Chemistry - Is it possible to find the ratio of isotopes only given the mean mass number?
Solution 1:
You have two equations and 3 unknowns, so you can't solve it with just that. Say a, b, c are the fractions (as a decimal) of each isotope...

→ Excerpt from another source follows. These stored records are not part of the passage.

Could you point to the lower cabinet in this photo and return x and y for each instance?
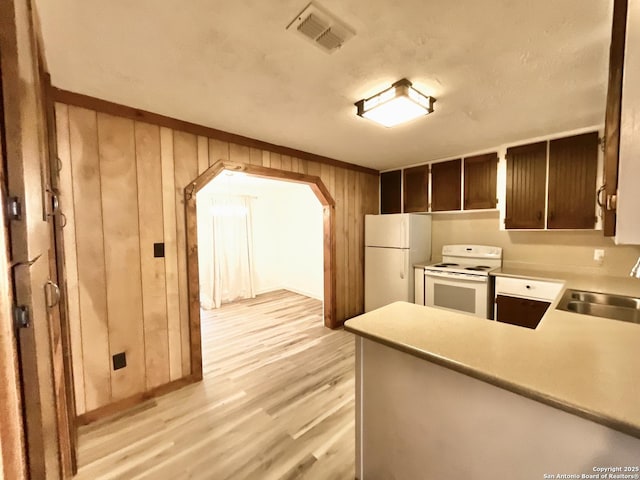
(523, 312)
(523, 301)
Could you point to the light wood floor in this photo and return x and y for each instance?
(276, 402)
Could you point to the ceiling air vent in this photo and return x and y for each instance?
(321, 27)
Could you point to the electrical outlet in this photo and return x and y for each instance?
(119, 361)
(158, 250)
(598, 256)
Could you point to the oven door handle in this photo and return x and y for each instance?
(467, 278)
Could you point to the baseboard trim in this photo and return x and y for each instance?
(130, 402)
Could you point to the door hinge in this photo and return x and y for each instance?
(21, 317)
(14, 208)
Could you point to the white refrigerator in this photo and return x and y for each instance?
(393, 244)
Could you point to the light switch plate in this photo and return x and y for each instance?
(598, 256)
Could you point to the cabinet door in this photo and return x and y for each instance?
(390, 192)
(627, 217)
(612, 115)
(480, 173)
(573, 164)
(520, 311)
(526, 179)
(416, 189)
(446, 185)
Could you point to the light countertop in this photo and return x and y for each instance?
(585, 365)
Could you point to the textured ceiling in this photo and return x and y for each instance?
(501, 70)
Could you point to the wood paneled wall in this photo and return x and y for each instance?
(122, 191)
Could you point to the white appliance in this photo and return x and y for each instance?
(461, 282)
(393, 243)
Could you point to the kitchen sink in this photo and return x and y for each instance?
(617, 307)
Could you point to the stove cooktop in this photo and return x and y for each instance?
(461, 268)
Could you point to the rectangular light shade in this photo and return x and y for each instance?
(396, 105)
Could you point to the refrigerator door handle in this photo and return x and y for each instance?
(405, 262)
(403, 237)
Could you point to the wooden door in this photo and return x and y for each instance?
(13, 456)
(573, 164)
(416, 189)
(526, 185)
(56, 297)
(446, 185)
(480, 179)
(391, 192)
(523, 312)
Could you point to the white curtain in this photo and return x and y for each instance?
(225, 249)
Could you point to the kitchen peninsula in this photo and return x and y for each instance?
(446, 395)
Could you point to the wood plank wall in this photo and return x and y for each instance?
(122, 191)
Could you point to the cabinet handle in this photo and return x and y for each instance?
(54, 298)
(599, 195)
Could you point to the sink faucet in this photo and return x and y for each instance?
(635, 271)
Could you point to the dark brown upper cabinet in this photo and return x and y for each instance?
(612, 116)
(446, 185)
(416, 189)
(526, 179)
(480, 173)
(391, 192)
(573, 164)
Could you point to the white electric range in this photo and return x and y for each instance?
(461, 282)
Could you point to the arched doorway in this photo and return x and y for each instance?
(328, 206)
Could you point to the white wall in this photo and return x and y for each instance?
(287, 233)
(301, 230)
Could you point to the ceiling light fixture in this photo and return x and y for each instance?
(395, 105)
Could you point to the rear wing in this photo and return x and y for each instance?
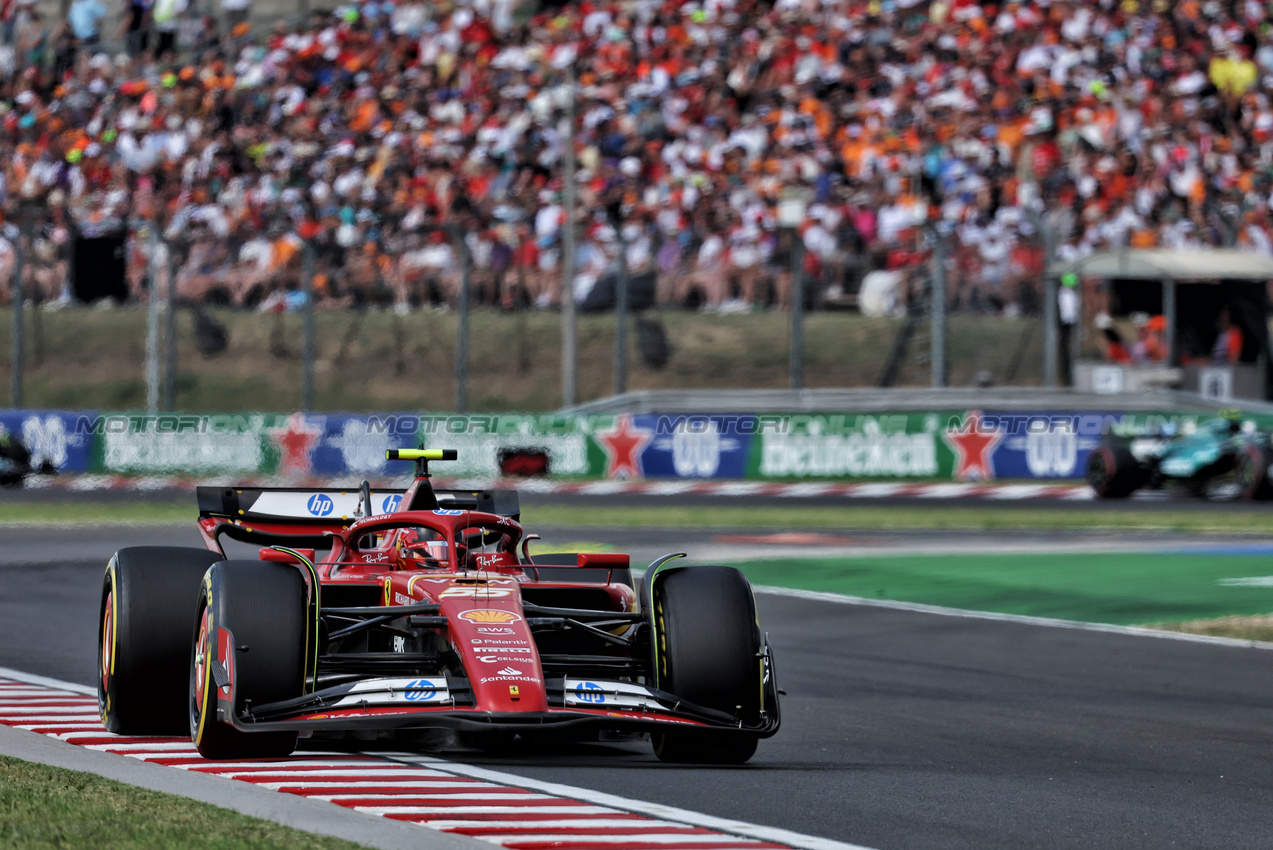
(337, 508)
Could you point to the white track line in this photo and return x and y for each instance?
(1052, 622)
(517, 797)
(57, 685)
(625, 804)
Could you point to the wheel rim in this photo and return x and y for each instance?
(199, 672)
(107, 647)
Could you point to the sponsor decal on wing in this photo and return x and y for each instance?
(485, 616)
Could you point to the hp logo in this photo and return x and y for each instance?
(590, 692)
(320, 505)
(420, 689)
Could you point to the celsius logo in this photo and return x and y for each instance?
(420, 689)
(320, 505)
(590, 692)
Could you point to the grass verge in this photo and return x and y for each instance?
(852, 515)
(1254, 627)
(51, 807)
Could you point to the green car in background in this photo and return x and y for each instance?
(1222, 457)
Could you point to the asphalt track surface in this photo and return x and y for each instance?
(900, 729)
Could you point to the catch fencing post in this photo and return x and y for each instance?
(169, 337)
(620, 311)
(797, 308)
(462, 330)
(307, 354)
(792, 208)
(569, 339)
(937, 307)
(18, 298)
(153, 265)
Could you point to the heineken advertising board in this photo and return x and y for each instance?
(963, 444)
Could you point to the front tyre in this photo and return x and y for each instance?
(1113, 472)
(708, 653)
(143, 648)
(261, 606)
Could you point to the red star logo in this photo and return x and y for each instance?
(973, 447)
(624, 445)
(297, 439)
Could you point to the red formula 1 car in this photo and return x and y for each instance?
(429, 615)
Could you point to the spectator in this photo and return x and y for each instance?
(1122, 124)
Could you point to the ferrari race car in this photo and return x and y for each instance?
(415, 613)
(1218, 454)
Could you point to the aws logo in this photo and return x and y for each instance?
(488, 616)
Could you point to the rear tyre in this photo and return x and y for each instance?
(1113, 472)
(709, 654)
(143, 639)
(1251, 472)
(262, 606)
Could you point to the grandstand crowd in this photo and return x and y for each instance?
(395, 148)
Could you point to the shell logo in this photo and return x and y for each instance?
(488, 616)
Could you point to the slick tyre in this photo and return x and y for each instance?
(1113, 472)
(262, 606)
(149, 594)
(1251, 473)
(708, 654)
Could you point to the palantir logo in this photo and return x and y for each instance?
(590, 692)
(420, 689)
(320, 505)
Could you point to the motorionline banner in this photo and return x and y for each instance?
(954, 444)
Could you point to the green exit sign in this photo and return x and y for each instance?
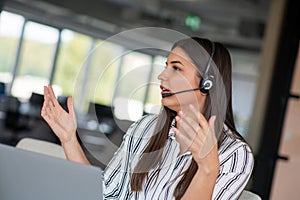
(192, 22)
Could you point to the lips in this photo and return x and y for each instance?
(164, 90)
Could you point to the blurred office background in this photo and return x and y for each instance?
(72, 45)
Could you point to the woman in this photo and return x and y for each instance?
(191, 150)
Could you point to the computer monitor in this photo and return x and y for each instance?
(29, 176)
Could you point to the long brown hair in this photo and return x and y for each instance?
(222, 60)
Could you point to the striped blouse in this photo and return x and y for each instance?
(236, 163)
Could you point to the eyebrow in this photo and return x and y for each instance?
(174, 62)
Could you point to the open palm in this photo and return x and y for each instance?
(62, 123)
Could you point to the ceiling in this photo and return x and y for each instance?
(239, 23)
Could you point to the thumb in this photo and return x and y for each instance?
(71, 106)
(211, 122)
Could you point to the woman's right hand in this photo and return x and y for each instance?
(63, 124)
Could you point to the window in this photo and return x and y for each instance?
(36, 59)
(132, 86)
(153, 102)
(102, 77)
(10, 32)
(73, 52)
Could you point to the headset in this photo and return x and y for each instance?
(206, 82)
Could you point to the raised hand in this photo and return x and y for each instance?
(62, 123)
(196, 134)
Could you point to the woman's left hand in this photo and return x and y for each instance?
(196, 134)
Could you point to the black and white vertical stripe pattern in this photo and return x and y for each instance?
(236, 163)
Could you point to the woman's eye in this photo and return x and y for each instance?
(176, 68)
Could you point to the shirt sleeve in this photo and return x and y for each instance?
(235, 170)
(116, 184)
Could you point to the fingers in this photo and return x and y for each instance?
(199, 116)
(71, 107)
(194, 132)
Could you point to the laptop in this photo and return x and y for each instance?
(26, 175)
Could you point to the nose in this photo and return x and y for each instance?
(163, 75)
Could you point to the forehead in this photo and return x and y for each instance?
(180, 55)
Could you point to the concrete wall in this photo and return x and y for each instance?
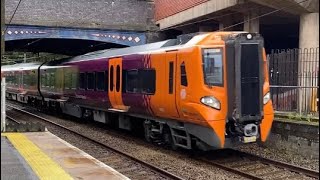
(296, 138)
(309, 30)
(106, 14)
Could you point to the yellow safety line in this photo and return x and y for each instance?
(41, 164)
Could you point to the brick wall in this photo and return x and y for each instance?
(165, 8)
(105, 14)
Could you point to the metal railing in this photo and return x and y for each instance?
(294, 80)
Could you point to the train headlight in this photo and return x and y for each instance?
(211, 101)
(266, 98)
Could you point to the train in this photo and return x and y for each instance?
(201, 91)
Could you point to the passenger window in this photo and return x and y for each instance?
(52, 80)
(213, 67)
(140, 81)
(48, 80)
(111, 78)
(100, 81)
(184, 80)
(106, 82)
(43, 80)
(74, 80)
(147, 81)
(170, 77)
(67, 80)
(82, 81)
(90, 81)
(132, 81)
(118, 79)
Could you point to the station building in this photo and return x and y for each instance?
(283, 23)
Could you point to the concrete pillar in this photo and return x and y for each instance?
(225, 23)
(3, 104)
(2, 27)
(308, 61)
(309, 30)
(250, 24)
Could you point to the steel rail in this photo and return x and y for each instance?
(279, 164)
(146, 164)
(12, 119)
(233, 170)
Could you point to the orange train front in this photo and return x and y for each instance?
(206, 91)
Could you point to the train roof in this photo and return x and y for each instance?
(181, 41)
(20, 67)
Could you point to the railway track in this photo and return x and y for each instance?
(244, 164)
(258, 168)
(137, 165)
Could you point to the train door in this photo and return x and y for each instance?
(115, 85)
(171, 69)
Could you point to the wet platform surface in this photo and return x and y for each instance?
(42, 155)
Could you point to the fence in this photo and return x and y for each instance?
(294, 79)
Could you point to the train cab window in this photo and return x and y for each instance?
(82, 81)
(147, 79)
(184, 80)
(132, 81)
(212, 66)
(90, 81)
(100, 82)
(170, 77)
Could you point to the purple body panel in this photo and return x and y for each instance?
(136, 101)
(99, 99)
(92, 98)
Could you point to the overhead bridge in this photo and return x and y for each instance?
(71, 41)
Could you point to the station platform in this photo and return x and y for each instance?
(42, 155)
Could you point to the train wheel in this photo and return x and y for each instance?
(168, 138)
(147, 130)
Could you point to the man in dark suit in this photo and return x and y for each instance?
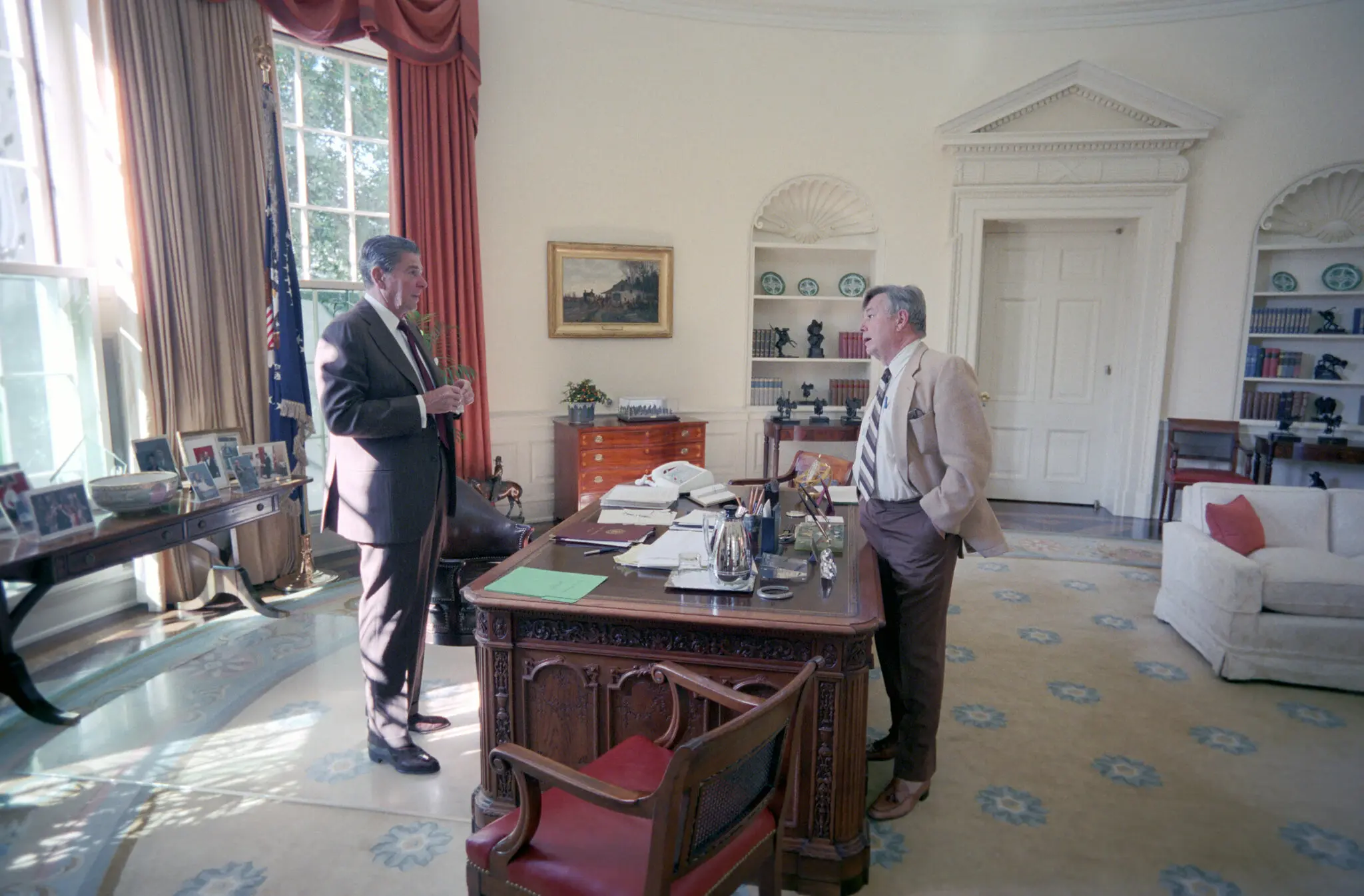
(389, 485)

$$ a(x) + b(x+1) + c(x+2) = (x+\frac{1}{2}) $$
$$a + b + c = 1 $$
The 4:1:1 solution works. Another that works is 3:0:1. Another is 7:4:1. There are infinitely many solutions.
Solution 2:
As already stated, the system of equations is underdetermined. But we can get the range of possible solutions. Starting with \begin{equation} xM + y(M+1) + z(M+2) = M + \frac{1}{2} \end{equation} and using the normalization constraint \begin{equation} x + y + z = 1 \end{equation} we get \begin{equation} (x+y+z)M + y + 2z = M + \frac{1}{2} \\ y + 2z = \frac{1}{2} \end{equation} which can be rearranged to \begin{equation} z = \frac{1}{4} - \frac{y}{2} \\ y = \frac{1}{2} - 2z \end{equation} We can plug $z$ back into the normalization constraint and solve for $y$ \begin{equation} x + y + \frac{1}{4} - \frac{y}{2} = 1 \\ y = \frac{3}{2} - 2x \end{equation} which in turns allows us to express $z$ in terms of $x$ \begin{equation} z = \frac{1}{4} -\frac{1}{2}(\frac{3}{2} - 2x) \\ z = x - \frac{1}{2} \end{equation}
We further know that $x$, $y$ and $z$ are between 0 and 1. Therefore we can derive: \begin{equation} 0 \le y \le 1 \Rightarrow 0 \le \frac{3}{2} -2x \le 1 \\ \frac{3}{4} \ge x \ge \frac{1}{4} \end{equation} and similar from $z$ we get \begin{equation} \frac{1}{2} \le x \le \frac{3}{2} \end{equation} Combining all constraints we get all possible solutions for $x$: \begin{equation} \frac{1}{2}\le x \le \frac{3}{4} \end{equation}